With all of the information on the web these day's. Why would you need to ask someone here to do your home work. How in the world do you think some of us older types got through school with nothing more than a slide rule and a grumpy professor?

Dear fixitorelse,

I'm also older type like you. I did search before posting my questions, could not get the answers (may be not enough search I did). I don't consider it as home work, in fact I don't like that some one should do home work here. It is for the experienced folk, who can visualise similar situations and readily have some thing to show the way towards the correct answer. Please see at #7, I tried to answer my own question and requested the folk to check whether it is correct way to do. I appreciate if you can try to answer my 1st question.

Another example of CR4 insulting and trolling a questioner instead of asking legitimate questions and attempting to help.

If you can't help the guy/gal, if you can't imagine a set of questions that will help him get closer to an answer, why post?
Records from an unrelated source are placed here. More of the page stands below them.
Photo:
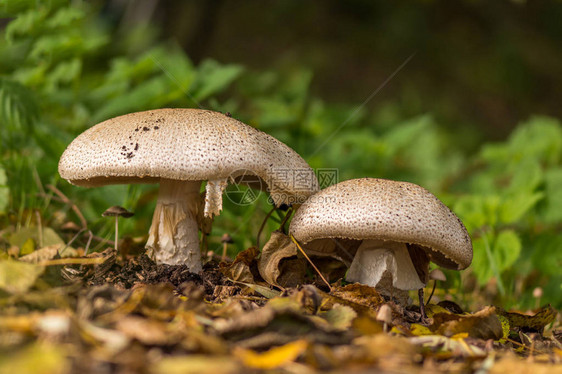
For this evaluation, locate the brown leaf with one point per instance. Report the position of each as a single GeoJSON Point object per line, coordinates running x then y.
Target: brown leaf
{"type": "Point", "coordinates": [278, 263]}
{"type": "Point", "coordinates": [484, 324]}
{"type": "Point", "coordinates": [535, 322]}
{"type": "Point", "coordinates": [240, 269]}
{"type": "Point", "coordinates": [358, 296]}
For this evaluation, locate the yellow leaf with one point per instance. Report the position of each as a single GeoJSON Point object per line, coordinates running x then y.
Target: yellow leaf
{"type": "Point", "coordinates": [432, 309]}
{"type": "Point", "coordinates": [36, 358]}
{"type": "Point", "coordinates": [27, 247]}
{"type": "Point", "coordinates": [460, 336]}
{"type": "Point", "coordinates": [273, 358]}
{"type": "Point", "coordinates": [419, 330]}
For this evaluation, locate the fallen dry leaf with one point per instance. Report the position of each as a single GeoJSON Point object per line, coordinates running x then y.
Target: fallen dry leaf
{"type": "Point", "coordinates": [272, 359]}
{"type": "Point", "coordinates": [535, 322]}
{"type": "Point", "coordinates": [484, 324]}
{"type": "Point", "coordinates": [278, 264]}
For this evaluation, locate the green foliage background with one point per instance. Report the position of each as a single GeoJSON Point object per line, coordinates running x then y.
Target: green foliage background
{"type": "Point", "coordinates": [61, 72]}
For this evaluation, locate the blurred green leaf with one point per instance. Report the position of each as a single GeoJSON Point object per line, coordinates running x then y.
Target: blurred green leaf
{"type": "Point", "coordinates": [4, 191]}
{"type": "Point", "coordinates": [17, 277]}
{"type": "Point", "coordinates": [495, 254]}
{"type": "Point", "coordinates": [552, 211]}
{"type": "Point", "coordinates": [213, 77]}
{"type": "Point", "coordinates": [514, 207]}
I understand this is a complex question that will likely require some basic modeling / major assumptions. Offer your help or be quiet.

For too many of us, this site is a place to rant and call people stupid. I know, allot of the questions ARE frustrating and kind of scary sometimes. Still, threads like this are the reason folks leave.

Is it the intention of the moderators of this site to allow it to become a private club that attacks people who are collectively determined to be "unworthy?"

I guess I'll know if I am banned for this post. If so, so be it.

-A-

GA & thanks -A- for comming to my rescue.

-A- they should have more then 2 scores to make a " Great Answer" also. So I could not vote

Ok make it simple!

How much air did the compressor compress before shut down, and how much air was in the pressurized system minus what remained in the system is you answer. Now why would you need to know the speed coming out from this system?

You probably need some temperature data and pressure readings because a little change there might be a lot of change on the other end.

Check your compressor details and you are almost there.

GA Ideasmith. I tried similar way at #7. Only thing I missed was "minus what remained in the system" which you pointed out correctly.

"why would you need to know the speed coming out from this system?"

I need to know it to calculate the propulsion force exerted by venting air at very high velocity. This force resulted reclining of pipe which hit a thick vessel and caused a big dent.

Pressure and temperature readings are available only at compressor discharge after cooler and drier which is 2 km away from rupture point (already given at OP & #7).

You should be able to roughly model this system in a spreadsheet.

First, you assume the leak was larger than the compressor can supply at design conditions. Otherwise, you have a steady state condition.

Then, starting at the compressor discharge, calculate the pressure drop in the piping and other equipment to the failure point 'orifice'. Assuming an orifice size, calculate the flow rate through the leak. Put all these calculations in one row. Select a time interval, maybe 30 seconds. Since the computer does all the calculations once you have the equations set up, you can use smaller intervals and all it costs you is pasting the equations in a few more times. Anyway, in your equations, you calculate what changed during the interval and use those to re-set the initial conditions for the next interval. Put each interval on a new row. It gives you a kind of piece-wise integration or the problem.

Years ago, I used a similar procedure to calculate the mass flow, remaining mass, pressure, and running cost vs time to use a railcar unloading compressor to pump-down the remaining product vapor after the liquid was empty.

GA bigg for nice suggestions.

But can we apply formula for "flow through orifice" here? Here whole 10" pipe got seperated after rupture and started venting to atmosphere.

I would have to research it. Maybe someone else can help.